The fact that he went to Eton depresses me more than the Oxford education - after all, many people manage to get through Oxford without being ruined. (And I should stress that this isn't linked to party affiliation. At the moment, they're all posh gits.) But he was a member of the Bullingdon Club, like Cameron, there. For those of you not familiar with the term, they're a bunch of yobs who dress up in penguin costumes and go out to smash up restaurants.

So, like David Cameron (notorious for surrounding himself with others of his own background) he has a far smaller range of people he can identify with, empathise with, and relate to than someone like Ken Livingstone with a more rounded education and socialization. I'm not trying to say he can't, or that he has no interest in it - just that being a posh toff brings with it a lot of disadvantages when it comes to relating to ordinary people, and posh toffs are statistically much more likely to be out of touch with ordinary people than the rest of us are.

What I'd like to see - though there are more than a few problems with the idea - is a rule that nobody can stand for public office unless they've spent at least six months on Government benefits in the past.

[identity profile] souldier-blue.livejournal.com 2008-05-07 03:24 pm (UTC)(link)
When I was unemployed I didn't qualify for benefits as my partner was earning minimum wage in a temp job.

[identity profile] mirrorshard.livejournal.com 2008-05-07 03:39 pm (UTC)(link)
Another good point. Obviously, the metric'd have to be much more complex than 'on benefits', but I still think it's a good starting point.

[identity profile] friend-of-tofu.livejournal.com 2008-05-07 10:24 pm (UTC)(link)
You didn't qualify for housing benefit on the sliding scale? I'm surprised by that, that sounds like an incorrect assessment if your partner was on minimum wage.

[identity profile] souldier-blue.livejournal.com 2008-05-08 05:47 am (UTC)(link)
This was when I'd just finished Uni, so there was no such thing as a legal minimum wage; I'd moved in with my boyfriend as I had nowhere else to go, and he was earning the lowest pay bracket that temp agencies offered at that time, as he'd dropped out of Uni a few months earlier. We were renting a room in a shared house. Maybe the assessment was wrong or maybe things have changed since then?

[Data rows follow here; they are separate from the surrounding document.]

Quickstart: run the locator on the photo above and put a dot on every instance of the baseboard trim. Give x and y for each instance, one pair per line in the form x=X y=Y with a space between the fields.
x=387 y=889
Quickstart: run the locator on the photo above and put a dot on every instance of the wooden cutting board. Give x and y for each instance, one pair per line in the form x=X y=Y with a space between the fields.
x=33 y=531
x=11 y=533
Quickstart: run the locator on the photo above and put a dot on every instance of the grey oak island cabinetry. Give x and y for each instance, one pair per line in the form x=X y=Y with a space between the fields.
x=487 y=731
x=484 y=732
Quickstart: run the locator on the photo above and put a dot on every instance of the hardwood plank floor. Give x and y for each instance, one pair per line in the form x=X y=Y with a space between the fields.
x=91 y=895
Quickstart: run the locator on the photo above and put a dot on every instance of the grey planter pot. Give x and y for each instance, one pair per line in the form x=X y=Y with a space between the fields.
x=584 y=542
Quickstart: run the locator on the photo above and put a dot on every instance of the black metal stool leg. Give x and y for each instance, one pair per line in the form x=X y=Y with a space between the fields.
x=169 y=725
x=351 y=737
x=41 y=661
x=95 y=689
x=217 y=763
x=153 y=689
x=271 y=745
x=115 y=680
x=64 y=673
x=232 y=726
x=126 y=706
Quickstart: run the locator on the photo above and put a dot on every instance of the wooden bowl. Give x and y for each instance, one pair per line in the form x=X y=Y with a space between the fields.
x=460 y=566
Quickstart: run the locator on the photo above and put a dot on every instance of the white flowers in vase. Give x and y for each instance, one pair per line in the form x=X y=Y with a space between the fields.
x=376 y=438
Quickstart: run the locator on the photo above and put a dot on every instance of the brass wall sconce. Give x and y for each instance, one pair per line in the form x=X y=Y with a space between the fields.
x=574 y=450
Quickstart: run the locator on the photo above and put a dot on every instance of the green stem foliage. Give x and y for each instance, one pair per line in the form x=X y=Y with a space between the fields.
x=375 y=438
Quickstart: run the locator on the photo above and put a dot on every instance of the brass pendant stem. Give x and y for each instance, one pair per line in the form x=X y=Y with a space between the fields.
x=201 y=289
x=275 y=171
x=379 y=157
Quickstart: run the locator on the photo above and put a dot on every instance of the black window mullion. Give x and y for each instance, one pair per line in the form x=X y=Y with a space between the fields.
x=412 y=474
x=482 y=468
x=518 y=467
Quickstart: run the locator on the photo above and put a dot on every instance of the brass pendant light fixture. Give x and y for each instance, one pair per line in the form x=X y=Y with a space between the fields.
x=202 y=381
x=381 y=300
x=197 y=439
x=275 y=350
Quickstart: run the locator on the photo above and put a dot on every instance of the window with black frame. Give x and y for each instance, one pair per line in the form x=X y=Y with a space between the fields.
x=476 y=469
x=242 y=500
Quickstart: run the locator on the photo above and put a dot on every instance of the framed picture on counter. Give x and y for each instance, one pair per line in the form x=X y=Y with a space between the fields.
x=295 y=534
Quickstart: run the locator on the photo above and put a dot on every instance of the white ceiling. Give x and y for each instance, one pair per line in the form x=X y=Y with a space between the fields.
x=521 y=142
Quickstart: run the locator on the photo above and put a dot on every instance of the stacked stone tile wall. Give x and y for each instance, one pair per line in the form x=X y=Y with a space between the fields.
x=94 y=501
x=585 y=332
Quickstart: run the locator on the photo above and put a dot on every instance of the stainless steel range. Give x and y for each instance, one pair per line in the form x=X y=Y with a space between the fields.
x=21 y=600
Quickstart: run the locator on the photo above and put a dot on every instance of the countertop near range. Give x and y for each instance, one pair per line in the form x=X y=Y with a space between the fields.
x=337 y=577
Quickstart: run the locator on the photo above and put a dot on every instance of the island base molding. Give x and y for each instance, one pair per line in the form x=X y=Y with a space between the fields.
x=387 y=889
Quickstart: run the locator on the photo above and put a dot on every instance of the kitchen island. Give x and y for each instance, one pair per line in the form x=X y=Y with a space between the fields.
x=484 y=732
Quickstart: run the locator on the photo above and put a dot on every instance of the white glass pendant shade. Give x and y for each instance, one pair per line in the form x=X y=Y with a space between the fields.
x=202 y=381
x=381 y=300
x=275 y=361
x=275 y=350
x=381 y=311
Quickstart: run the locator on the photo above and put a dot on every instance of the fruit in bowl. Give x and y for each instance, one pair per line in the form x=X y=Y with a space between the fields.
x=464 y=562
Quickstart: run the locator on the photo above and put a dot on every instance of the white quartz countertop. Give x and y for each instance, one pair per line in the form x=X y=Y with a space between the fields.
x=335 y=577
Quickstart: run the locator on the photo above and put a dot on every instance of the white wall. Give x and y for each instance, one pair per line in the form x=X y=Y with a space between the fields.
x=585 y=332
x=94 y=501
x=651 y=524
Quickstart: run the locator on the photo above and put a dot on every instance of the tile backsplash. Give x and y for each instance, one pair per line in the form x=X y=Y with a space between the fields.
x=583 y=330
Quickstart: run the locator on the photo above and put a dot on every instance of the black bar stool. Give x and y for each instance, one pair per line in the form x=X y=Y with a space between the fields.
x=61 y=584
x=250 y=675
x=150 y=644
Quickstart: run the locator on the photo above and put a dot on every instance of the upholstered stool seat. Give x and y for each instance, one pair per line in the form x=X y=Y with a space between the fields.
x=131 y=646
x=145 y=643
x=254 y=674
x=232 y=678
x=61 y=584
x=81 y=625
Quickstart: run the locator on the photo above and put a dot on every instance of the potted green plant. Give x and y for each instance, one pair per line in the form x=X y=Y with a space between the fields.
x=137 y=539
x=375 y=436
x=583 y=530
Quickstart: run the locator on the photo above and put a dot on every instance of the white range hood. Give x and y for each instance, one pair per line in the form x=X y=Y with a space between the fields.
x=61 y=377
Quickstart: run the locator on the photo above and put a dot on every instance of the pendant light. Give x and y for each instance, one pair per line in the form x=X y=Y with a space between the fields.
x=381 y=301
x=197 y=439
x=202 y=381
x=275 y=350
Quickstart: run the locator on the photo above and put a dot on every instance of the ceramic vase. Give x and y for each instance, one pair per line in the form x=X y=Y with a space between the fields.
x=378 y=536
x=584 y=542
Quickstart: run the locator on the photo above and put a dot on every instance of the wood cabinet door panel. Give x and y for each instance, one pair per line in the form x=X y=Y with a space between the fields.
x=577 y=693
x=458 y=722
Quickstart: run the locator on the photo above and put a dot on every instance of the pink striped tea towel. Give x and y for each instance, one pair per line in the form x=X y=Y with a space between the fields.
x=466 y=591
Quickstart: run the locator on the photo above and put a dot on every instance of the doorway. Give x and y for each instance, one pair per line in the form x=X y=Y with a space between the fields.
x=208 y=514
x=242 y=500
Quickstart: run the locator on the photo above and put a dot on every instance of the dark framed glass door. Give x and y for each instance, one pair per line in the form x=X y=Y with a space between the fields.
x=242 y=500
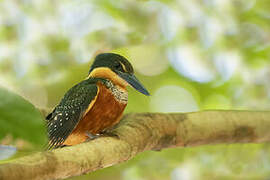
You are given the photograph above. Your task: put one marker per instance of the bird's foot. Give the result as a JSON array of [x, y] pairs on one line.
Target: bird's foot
[[92, 136], [109, 133]]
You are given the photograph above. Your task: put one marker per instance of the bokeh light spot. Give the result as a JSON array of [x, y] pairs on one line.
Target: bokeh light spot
[[173, 99]]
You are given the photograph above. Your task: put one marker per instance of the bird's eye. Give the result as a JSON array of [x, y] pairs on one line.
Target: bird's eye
[[118, 66]]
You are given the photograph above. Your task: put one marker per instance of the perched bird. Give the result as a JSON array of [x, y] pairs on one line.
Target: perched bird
[[95, 104]]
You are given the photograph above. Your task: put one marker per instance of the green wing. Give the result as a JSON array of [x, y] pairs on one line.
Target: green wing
[[65, 117]]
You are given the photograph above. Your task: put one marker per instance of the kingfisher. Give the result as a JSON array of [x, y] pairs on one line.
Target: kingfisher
[[95, 104]]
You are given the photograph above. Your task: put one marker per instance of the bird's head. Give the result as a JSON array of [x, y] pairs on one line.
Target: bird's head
[[117, 69]]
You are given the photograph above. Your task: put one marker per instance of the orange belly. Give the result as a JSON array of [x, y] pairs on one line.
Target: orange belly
[[104, 114]]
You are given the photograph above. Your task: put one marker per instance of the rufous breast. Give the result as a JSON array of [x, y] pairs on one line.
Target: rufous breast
[[103, 113]]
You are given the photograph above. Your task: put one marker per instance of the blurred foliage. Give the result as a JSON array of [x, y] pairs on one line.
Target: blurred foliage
[[191, 55]]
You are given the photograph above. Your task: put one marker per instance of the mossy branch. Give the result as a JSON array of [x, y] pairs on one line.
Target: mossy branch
[[141, 132]]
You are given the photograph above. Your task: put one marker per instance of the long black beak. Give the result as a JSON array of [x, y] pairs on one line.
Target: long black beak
[[134, 82]]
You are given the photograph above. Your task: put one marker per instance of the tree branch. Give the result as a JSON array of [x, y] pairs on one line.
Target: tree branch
[[138, 133]]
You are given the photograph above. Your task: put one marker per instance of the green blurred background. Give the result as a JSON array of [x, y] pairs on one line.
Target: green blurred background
[[191, 55]]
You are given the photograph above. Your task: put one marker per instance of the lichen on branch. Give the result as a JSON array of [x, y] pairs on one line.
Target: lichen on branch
[[140, 132]]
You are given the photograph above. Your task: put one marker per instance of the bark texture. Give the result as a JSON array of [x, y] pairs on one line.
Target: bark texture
[[141, 132]]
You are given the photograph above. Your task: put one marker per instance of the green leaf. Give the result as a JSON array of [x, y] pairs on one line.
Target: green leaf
[[20, 120]]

[identity profile] friend-of-tofu.livejournal.com 2008-05-08 06:33 pm (UTC)(link)
I remember that well cos was in the same position as you when I was 17/18.

In all honesty, knowing what I know now, I think the assessment was probably wrong, because they often are - even then, job centre staff were undertrained and overworked. However, I, like you, had no idea how to go any further with that, or even to know enough to question the decision. One very stupid assumption often made is that if a person doesn't qualify for an income-related benefit, they won't bother with a housing benefit calculation.

However, it's definitely the case that, since then, it has become easier to claim benefits separately, as it were, and to claim small amounts of benefits while not qualifying for larger ones. Hence the move to things like tax credits.

I'm not even going to start here on my concerns about the way these allow employers to get away with paying poor wages, however, because I can really go on about that kind of thing...

[identity profile] souldier-blue.livejournal.com 2008-05-09 07:58 pm (UTC)(link)
Yeah, I was somewhat gobsmacked at the time, but as you say, didn't have an effin clue that I could do anything about it - it did inculcate in me an absolute horror of ever being unemployed though - my sister actually ended up giving up custody of her kid and sleeping rough for a while for pretty similar reasons.